Lemon Meringue Pie The Prudent Homemaker

 

Makes one 8-inch pie

 

Crust:

1 cup flour

1/2 tsp salt

1/3 cup plus 1 Tbsp. shortening

2 Tbsp water

 

Preheat oven to 475º.

 

Mix flour and salt in bowl. Cut in shortening with pastry blender until shortening is the size of peas.

Sprinkle with water, one tablespoon at a time. If dough does not come together, add more water, a tablespoon at a time, until flour is moistened (but not sticky). Gather dough together with fingers so it cleans the bowl. Press together into a ball, and turn out onto a lightly floured counter.

Roll dough out to about an inch larger than your inverted pie pan. 
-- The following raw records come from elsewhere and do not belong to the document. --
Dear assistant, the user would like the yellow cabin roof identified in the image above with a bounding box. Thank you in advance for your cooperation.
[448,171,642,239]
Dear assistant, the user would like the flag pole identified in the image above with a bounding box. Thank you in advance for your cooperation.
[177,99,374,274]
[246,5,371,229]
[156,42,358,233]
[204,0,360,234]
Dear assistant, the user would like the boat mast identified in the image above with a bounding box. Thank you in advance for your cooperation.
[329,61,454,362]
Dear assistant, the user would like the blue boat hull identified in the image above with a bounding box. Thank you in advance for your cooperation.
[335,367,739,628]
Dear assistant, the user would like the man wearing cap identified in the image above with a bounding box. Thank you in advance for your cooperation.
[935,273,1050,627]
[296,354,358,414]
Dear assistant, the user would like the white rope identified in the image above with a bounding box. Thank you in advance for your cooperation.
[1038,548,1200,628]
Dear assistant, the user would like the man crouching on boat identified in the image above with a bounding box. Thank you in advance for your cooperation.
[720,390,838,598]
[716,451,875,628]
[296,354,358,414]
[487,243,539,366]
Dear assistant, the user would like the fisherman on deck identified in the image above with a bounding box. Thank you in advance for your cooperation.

Fold dough in half and carefully transfer it to pie pan.

Unfold dough.

Fold pastry edges under, even with pan, and pinch edges between your thumb and forefinger (or finish as you prefer). Prick dough with fork.

Bake for 8 to 10 minutes.

Then reduce oven temperature to 400º.

 

Filling:

1 cup plus 2 Tbsp sugar

1/4 cup cornstarch

1 cup plus 2 Tbsp water

2 eggs yolks, slightly beaten (reserve egg whites for meringue), in a medium sized glass bowl

2 Tbsp butter

3 tbsp lemon juice

1 Tbsp grated lemon rind

 

Mix sugar and cornstarch in saucepan. Gradually stir in water. Cook over medium heat, stirring constantly, until mixture thickesn and boils. Boil 1 minute.
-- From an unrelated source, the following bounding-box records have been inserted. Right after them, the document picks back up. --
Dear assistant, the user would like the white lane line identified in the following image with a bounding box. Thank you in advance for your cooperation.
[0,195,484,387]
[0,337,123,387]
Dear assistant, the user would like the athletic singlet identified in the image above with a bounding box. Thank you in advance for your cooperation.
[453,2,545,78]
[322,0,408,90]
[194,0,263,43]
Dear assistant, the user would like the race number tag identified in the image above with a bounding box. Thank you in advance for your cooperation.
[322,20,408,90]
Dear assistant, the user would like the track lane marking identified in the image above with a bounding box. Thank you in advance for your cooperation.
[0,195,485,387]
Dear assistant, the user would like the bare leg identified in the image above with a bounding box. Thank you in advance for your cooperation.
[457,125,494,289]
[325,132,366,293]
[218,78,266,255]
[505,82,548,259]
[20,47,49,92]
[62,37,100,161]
Slowly stir at least half the hot mixture into the bowl with the egg yolks.

Blend egg yolk mixture back into pan with the rest of the filling.
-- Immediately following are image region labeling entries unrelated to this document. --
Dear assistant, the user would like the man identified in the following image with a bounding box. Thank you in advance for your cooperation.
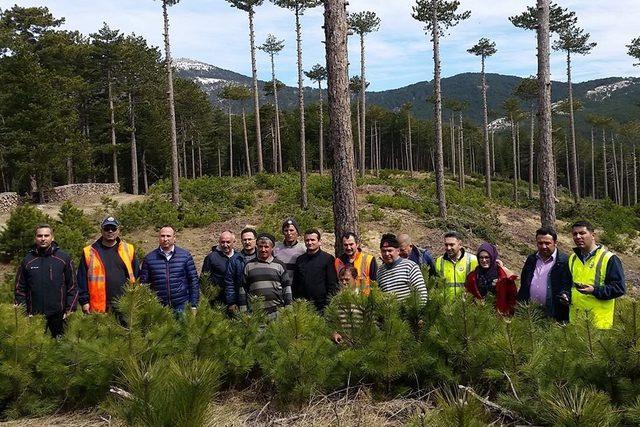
[238,233,293,318]
[398,233,436,276]
[517,227,571,322]
[140,226,200,313]
[293,228,338,313]
[335,231,378,293]
[436,231,478,297]
[202,230,244,310]
[15,224,78,338]
[569,221,626,329]
[273,218,306,278]
[378,234,427,302]
[78,216,138,313]
[240,227,258,264]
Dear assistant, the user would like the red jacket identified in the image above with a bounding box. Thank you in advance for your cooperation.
[464,266,518,316]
Boil mixture one more minute, stirring constantly.

Remove from heat. Stir mixture until smooth. 

Blend in butter, lemon juice, and lemon rind.

 

Pour filling mixture into baked pie shell.

 

Then make meringue.

 

Meringue:

2 egg whites

1/4 tsp. cream of tartar or 1 tsp lemon juice

1/4 cup sugar

 

Beat egg whites with cream of tartar until frothy. Gradually beat in sugar, a little at a time. Continue to beat mixture until stiff and glossy (stiff peaks should form).

 

Spoon meringue onto hot pie filling, being careful to seal meringue to the edge of the pie crust to prevent shrinking.

Use a knife to swirl meringue into points, if desired.

 

Bake in 400º oven for 8 to 10 minutes, or until lightly browned.

 

Then, the most difficult part of all: Let pie cool completely for several hours, so that filling will set, before serving.